De-duplicates subjects in graph for a given (class_iri, label) pair.
Behavior:
Runs a SPARQL query to find subjects ?s with:
?s a <class_iri>
?s rdfs:label "label"
Excludes nodes that are superclasses of something (FILTER NOT EXISTS { ?other rdfs:subClassOf ?s })
Excludes nodes typed as owl:Class or rdfs:Class
Picks the first matching subject whose IRI ends with a UUID; otherwise creates a new subject IRI: http://ontology.naas.ai/abi/{uuid4}
For each non-canonical duplicate subject found:
Copies its non-rdf:type outgoing triples to the canonical subject.
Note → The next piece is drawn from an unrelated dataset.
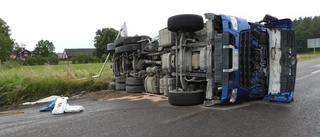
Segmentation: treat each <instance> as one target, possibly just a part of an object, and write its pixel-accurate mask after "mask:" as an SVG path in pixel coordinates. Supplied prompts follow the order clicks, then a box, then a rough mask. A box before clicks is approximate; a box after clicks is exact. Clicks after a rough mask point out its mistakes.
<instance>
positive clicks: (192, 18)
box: [168, 14, 204, 32]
Rewrites triples that reference the duplicate as an object to instead reference the canonical subject.
Rebuilds and returns a new graph excluding triples that mention removed duplicate IRIs.
dedup_ttl(ttl: str) -> tuple[str, rdflib.Graph]
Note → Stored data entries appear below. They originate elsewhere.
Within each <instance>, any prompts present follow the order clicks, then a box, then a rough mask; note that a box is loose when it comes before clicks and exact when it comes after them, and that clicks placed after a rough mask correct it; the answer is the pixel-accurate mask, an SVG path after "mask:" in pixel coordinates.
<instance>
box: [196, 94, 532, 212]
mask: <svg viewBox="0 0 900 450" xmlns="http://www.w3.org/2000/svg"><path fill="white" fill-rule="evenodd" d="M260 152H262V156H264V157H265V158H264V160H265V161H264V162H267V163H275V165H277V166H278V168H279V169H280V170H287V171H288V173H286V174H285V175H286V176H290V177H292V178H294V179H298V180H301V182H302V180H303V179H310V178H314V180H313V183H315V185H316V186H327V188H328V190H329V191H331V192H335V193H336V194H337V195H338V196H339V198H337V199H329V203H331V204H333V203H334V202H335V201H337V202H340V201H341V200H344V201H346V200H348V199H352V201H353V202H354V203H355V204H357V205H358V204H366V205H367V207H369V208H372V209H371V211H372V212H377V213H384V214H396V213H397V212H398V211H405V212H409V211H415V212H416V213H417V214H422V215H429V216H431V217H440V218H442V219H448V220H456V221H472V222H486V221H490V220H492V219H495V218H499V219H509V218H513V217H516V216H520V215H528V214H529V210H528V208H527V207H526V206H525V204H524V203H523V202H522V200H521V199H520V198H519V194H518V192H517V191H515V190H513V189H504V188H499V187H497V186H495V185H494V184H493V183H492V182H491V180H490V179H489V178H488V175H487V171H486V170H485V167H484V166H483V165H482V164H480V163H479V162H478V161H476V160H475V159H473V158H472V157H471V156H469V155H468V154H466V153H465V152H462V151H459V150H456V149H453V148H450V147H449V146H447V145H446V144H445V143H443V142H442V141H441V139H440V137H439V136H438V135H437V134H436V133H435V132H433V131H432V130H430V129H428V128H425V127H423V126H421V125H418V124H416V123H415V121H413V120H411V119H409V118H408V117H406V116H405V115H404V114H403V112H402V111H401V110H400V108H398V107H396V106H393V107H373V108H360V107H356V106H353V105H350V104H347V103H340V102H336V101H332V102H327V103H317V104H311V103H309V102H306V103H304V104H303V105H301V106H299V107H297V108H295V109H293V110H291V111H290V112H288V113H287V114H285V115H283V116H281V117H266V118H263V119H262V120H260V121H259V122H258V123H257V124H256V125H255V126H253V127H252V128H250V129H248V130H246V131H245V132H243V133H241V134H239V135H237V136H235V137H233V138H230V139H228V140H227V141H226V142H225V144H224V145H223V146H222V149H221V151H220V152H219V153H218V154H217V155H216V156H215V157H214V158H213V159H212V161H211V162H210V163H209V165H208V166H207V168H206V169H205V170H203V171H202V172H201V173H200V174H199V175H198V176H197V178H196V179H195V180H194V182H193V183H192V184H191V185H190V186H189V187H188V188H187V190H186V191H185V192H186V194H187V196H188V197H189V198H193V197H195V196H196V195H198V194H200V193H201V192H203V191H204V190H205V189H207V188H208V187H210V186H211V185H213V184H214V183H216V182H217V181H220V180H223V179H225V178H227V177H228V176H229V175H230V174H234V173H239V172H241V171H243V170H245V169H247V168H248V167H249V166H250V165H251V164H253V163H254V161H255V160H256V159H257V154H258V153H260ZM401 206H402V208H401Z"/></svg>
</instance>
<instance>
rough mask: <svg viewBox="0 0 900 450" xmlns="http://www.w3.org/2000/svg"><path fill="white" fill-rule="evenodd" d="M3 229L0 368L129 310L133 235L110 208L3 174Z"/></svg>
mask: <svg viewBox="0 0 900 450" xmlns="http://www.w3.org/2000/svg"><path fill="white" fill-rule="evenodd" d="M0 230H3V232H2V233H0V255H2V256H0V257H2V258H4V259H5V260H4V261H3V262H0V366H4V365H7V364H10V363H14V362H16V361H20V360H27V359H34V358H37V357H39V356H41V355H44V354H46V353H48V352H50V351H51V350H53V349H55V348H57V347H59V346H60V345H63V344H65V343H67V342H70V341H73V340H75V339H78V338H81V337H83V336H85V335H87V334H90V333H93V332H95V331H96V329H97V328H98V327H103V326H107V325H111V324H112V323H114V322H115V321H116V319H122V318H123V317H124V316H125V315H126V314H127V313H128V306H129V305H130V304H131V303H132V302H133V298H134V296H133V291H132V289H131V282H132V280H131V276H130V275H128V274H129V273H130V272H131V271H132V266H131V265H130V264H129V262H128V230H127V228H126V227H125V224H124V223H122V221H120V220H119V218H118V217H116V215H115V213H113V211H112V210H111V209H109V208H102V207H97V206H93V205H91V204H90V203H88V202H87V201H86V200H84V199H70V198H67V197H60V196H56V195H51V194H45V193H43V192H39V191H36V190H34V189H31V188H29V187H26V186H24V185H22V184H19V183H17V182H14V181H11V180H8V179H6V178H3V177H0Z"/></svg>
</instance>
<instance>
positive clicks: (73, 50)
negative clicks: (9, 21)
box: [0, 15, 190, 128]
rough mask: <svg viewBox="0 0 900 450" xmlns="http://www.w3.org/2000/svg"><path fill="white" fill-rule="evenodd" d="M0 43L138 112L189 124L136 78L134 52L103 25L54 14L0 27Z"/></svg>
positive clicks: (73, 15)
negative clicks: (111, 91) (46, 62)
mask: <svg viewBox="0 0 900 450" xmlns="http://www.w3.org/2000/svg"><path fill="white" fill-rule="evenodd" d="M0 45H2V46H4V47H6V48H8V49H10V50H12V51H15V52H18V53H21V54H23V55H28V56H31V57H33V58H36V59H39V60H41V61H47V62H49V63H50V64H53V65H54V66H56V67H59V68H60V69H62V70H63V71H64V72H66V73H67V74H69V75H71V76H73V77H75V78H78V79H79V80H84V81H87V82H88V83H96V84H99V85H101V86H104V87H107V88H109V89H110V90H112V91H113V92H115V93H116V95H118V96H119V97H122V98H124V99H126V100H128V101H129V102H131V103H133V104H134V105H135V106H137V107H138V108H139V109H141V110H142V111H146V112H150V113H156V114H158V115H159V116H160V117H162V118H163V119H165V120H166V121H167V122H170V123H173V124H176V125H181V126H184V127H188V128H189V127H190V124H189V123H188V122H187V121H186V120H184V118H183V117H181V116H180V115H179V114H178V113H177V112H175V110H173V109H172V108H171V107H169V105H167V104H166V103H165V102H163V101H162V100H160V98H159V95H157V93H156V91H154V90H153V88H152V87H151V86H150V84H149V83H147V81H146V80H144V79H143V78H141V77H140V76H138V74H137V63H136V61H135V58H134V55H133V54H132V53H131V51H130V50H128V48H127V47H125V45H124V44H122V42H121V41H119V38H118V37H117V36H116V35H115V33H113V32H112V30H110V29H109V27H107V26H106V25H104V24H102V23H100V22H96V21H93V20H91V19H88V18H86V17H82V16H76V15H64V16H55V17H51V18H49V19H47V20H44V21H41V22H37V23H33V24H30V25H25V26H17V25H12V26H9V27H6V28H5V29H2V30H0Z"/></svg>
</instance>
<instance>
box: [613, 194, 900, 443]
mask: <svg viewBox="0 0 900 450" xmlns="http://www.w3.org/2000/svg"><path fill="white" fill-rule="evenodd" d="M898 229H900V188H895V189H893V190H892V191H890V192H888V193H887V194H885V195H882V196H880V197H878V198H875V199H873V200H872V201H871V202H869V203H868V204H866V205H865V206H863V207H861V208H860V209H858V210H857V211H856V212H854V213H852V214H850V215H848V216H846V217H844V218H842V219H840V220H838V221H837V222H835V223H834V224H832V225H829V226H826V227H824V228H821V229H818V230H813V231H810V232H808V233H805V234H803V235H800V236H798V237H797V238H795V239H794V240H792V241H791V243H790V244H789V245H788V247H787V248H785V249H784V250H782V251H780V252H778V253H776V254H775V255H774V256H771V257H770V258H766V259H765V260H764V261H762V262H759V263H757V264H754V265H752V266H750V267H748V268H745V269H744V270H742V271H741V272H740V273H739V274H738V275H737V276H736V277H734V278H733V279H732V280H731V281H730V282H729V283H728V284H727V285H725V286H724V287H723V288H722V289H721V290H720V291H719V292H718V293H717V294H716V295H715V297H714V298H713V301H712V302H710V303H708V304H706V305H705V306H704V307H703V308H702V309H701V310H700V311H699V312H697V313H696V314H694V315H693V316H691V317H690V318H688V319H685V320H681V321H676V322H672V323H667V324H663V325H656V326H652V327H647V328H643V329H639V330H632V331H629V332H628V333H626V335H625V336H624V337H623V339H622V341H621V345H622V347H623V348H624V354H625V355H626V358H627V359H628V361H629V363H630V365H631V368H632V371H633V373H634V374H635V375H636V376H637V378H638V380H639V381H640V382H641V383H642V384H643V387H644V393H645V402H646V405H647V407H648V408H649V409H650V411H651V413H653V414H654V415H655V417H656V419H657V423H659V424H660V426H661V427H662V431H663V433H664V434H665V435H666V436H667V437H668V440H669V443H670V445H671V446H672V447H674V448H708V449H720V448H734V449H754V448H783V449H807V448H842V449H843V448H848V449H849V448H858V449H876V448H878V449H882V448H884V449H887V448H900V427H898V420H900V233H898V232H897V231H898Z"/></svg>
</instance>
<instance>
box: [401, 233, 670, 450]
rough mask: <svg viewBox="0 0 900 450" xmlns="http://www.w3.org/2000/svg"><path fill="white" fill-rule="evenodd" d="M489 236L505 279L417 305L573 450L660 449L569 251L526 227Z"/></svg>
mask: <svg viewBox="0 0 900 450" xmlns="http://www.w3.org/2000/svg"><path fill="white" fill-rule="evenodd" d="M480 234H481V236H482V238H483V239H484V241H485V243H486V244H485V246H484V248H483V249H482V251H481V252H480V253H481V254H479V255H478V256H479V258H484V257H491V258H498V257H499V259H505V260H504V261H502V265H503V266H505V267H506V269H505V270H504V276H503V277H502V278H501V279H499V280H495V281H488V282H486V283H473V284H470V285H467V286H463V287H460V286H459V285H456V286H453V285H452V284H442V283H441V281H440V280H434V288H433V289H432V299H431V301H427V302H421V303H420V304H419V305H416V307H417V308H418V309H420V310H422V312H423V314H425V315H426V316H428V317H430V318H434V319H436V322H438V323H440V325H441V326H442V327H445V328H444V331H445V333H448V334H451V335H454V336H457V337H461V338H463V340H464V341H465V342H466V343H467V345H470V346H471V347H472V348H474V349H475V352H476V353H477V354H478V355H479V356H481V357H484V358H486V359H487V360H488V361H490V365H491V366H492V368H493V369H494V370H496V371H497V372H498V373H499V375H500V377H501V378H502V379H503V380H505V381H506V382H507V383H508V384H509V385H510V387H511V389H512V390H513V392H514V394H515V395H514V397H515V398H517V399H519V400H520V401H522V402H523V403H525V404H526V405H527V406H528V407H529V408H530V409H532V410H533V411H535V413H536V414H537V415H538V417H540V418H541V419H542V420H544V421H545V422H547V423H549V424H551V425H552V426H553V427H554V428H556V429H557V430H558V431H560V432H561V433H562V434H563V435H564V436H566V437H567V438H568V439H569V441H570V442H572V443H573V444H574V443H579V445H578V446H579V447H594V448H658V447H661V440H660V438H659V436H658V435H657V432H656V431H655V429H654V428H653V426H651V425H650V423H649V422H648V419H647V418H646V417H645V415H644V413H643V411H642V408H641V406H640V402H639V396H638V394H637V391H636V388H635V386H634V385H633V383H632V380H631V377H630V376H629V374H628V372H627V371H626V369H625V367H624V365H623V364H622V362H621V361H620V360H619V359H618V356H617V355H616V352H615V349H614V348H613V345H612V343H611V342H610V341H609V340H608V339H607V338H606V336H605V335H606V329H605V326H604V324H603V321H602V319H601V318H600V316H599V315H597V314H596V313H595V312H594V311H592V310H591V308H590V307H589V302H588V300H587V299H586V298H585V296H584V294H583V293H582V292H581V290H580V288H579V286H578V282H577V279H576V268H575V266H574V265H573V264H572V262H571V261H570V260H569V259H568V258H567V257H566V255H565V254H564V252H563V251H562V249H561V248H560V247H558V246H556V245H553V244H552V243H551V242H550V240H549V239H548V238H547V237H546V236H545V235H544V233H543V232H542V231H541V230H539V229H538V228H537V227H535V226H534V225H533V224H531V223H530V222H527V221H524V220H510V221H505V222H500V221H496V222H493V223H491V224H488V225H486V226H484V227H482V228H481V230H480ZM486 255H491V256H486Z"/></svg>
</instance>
Parses a Turtle string into an rdflib.Graph, identifies duplicates by (rdf:type, rdfs:label), and applies dedup_subject when multiple subjects share the same pair.
Returns:
Serialized Turtle string (with original namespace bindings re-bound)
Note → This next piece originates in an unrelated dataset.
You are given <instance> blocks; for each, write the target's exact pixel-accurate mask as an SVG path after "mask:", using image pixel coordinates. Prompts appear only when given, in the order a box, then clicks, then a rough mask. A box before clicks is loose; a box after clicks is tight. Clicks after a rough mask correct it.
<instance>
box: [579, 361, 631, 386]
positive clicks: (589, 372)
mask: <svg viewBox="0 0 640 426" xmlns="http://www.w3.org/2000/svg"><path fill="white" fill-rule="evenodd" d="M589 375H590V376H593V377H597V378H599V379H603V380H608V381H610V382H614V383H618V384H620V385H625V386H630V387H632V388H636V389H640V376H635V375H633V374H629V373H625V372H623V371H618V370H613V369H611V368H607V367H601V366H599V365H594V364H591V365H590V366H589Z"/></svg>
dedup_ttl asserts that all triple components (s, p, o) are URIRef; Turtle containing literals (e.g., rdfs:label "Alice") will violate this assertion for the literal object and raise AssertionError.
The SPARQL query in dedup_subject references owl:Class but does not declare the owl: prefix in the query text; this may fail depending on the graph/query environment.
UUID detection only matches lowercase hex UUIDs (uppercase UUID IRIs will not be treated as UUID-based).